第13章 灰の塔 2
それから私たちは飛行機に乗り込んだ。
二人掛け席に花京院とアヴドゥルが座り、四人掛け席に私とおじいちゃんと承太郎が座った。
幸い四人目の座席には誰も来なかったので、私たちは広々と座ることができた。
私は飛行機が離陸する瞬間が嫌いだ。本当に飛ぶのか心配になるし、何より大きく機体が揺れるから怖い。

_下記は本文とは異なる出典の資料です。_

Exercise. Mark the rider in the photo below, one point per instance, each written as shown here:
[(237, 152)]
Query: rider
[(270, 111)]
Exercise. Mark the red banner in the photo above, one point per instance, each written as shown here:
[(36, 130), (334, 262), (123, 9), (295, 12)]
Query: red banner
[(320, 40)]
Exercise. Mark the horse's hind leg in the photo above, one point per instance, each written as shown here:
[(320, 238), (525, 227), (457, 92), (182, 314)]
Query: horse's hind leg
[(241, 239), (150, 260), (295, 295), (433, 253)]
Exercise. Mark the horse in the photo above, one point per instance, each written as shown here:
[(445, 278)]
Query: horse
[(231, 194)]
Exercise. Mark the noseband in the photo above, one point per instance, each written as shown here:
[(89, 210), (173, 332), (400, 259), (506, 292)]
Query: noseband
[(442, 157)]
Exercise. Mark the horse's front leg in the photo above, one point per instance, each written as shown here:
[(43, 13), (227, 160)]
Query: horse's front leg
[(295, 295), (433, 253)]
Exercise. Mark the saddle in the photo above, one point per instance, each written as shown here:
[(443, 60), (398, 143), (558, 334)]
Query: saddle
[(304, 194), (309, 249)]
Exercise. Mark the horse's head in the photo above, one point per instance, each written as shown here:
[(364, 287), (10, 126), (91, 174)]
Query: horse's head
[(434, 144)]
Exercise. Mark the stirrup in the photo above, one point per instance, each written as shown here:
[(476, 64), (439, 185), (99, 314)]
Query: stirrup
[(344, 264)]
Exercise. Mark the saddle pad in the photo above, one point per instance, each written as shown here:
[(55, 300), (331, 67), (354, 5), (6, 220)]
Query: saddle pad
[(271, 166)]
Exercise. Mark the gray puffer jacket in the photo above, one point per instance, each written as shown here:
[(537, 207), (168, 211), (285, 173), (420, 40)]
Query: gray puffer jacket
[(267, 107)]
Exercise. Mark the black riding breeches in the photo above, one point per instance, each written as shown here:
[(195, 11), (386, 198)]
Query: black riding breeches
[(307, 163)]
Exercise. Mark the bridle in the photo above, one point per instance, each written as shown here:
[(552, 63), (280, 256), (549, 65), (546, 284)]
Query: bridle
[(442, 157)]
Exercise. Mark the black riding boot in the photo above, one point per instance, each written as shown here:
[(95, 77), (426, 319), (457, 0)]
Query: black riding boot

「承太郎、シートベルトはちゃんとしたから飛行機が飛ぶまでは起こさないでね!」
「…?おう。」
私は承太郎に念を押し、飛行機が離陸する前に眠ることにした。
目が覚めたときには周りの乗客もみんな寝静まっていた。あれからどれくらい経っただろう。私は承太郎の方を見る。彼はずっと起きていたらしく、私の視線に気がつく。
「おう、起きたか。」
「おはよ。私どれくらい寝てた?」
承太郎は腕時計を確認し答える。
「四時間くらいってところか。エジプトまではまだまだかかるぜ。」
「まだ四時間か。」
体が固まっているから、もっと眠っていたのかと思ったのに。
缶詰め状態の体をほぐそうと、大きく延びをしたその時、
ヒュンー
耳元を何かが通りすぎた。
この感覚は覚えがある。すごく嫌な感じ。
「承太郎、飛行機に何かいる!」
「ん?」
承太郎や他のみんなも何かの気配を感じとって立ち上がる。
それは大きな虫のような…
「あ、あれは。カブト…いや、あれは、クワガタムシだ。」
「座席の後ろに隠れたぞ。」
ムシの動きは早く、なかなか居場所を特定できない。
私たちはスタンド使いを警戒して戦闘体勢をとった。